Sunday, March 18, 2018

Why there will be no Kafka EventStore in prooph

tl;dr

When even Greg Young, the author of the original EventStore implementation (http://geteventstore.com/) says that it's a bad idea to implement a Kafka EventStore, than it's a bad idea. The prooph-team will not provide a Kafka EventStore implementation.

Before we begin, let's see what requirements we need from an event-store:

- Concurrency checks
  When an event with same version is appended twice to the event-store, only the first attempt is allowed to succeed. This is very important, imagine you have multiple processes inserting event to an existing stream, let's say we have an an existing aggregate with only one event (version 1). Now two processes insert two events, so we have: event 1, event 2, event 2', event 3, event 3'. Next another process is inserting an event 4. If the consumer of the stream has to decide whether or not an event belongs to the stream, it's a hard decision now, because we could have the following possible event streams: event 1, event 2, event 3, event 4 or event 1, event 2', event 3, event 4 or event 1, event 2, event 3', event 4 or event 1, event 2', event 3', event 4. Additionally you can't rely on timing (let's say event 2 was inserted slightly before event 2'), because on a different data center the order could be the other way around. The matter complicates the further the event stream goes. And this is not a blockchain-like problem, where simply the longest chain wins, because sometimes, there will be no more additional events to an existing stream.

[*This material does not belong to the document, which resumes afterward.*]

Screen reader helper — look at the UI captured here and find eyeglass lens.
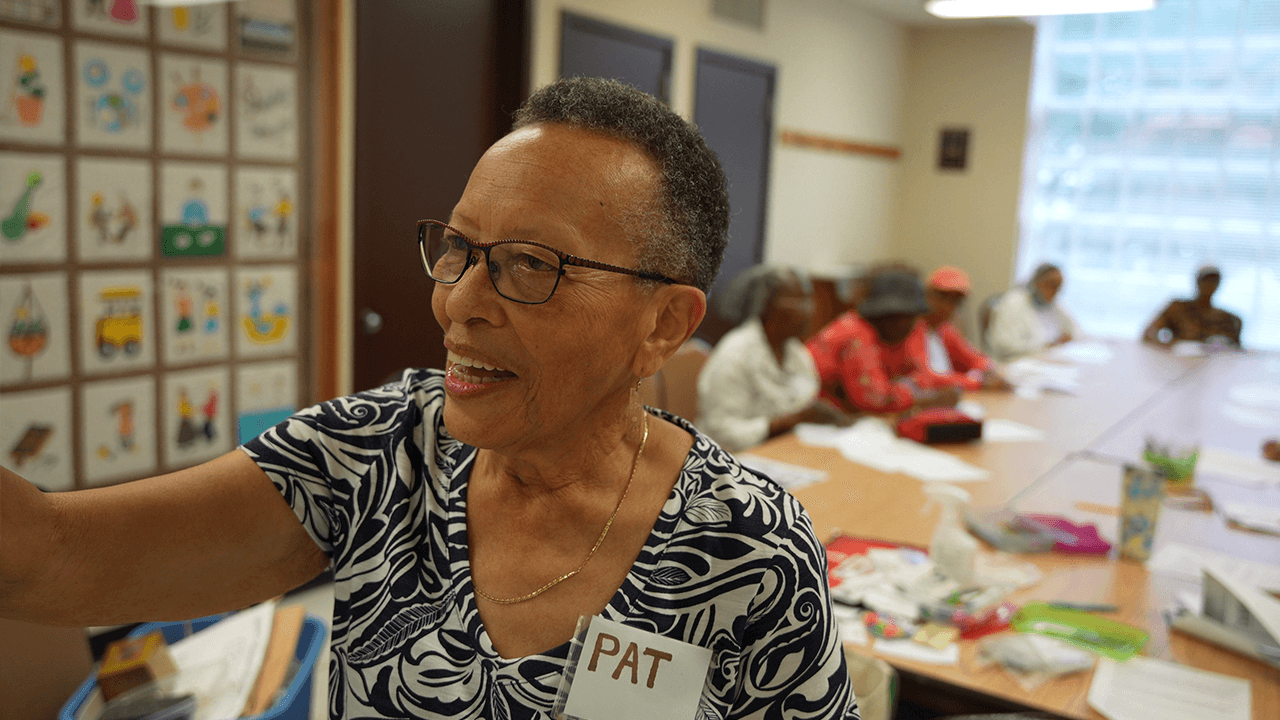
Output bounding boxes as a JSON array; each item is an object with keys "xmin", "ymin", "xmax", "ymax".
[{"xmin": 424, "ymin": 223, "xmax": 561, "ymax": 302}]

I have to add, that this concurrency check requirement and version constraint might not be needed for all use-cases, in some applications it might be okay to just record whatever happened and versions / order don't matter at all (or not that much), but for a general purpose event-store implementation (where you don't wanna put dozens of warnings, and stuff), this will only bring problems and lot of bug-reports.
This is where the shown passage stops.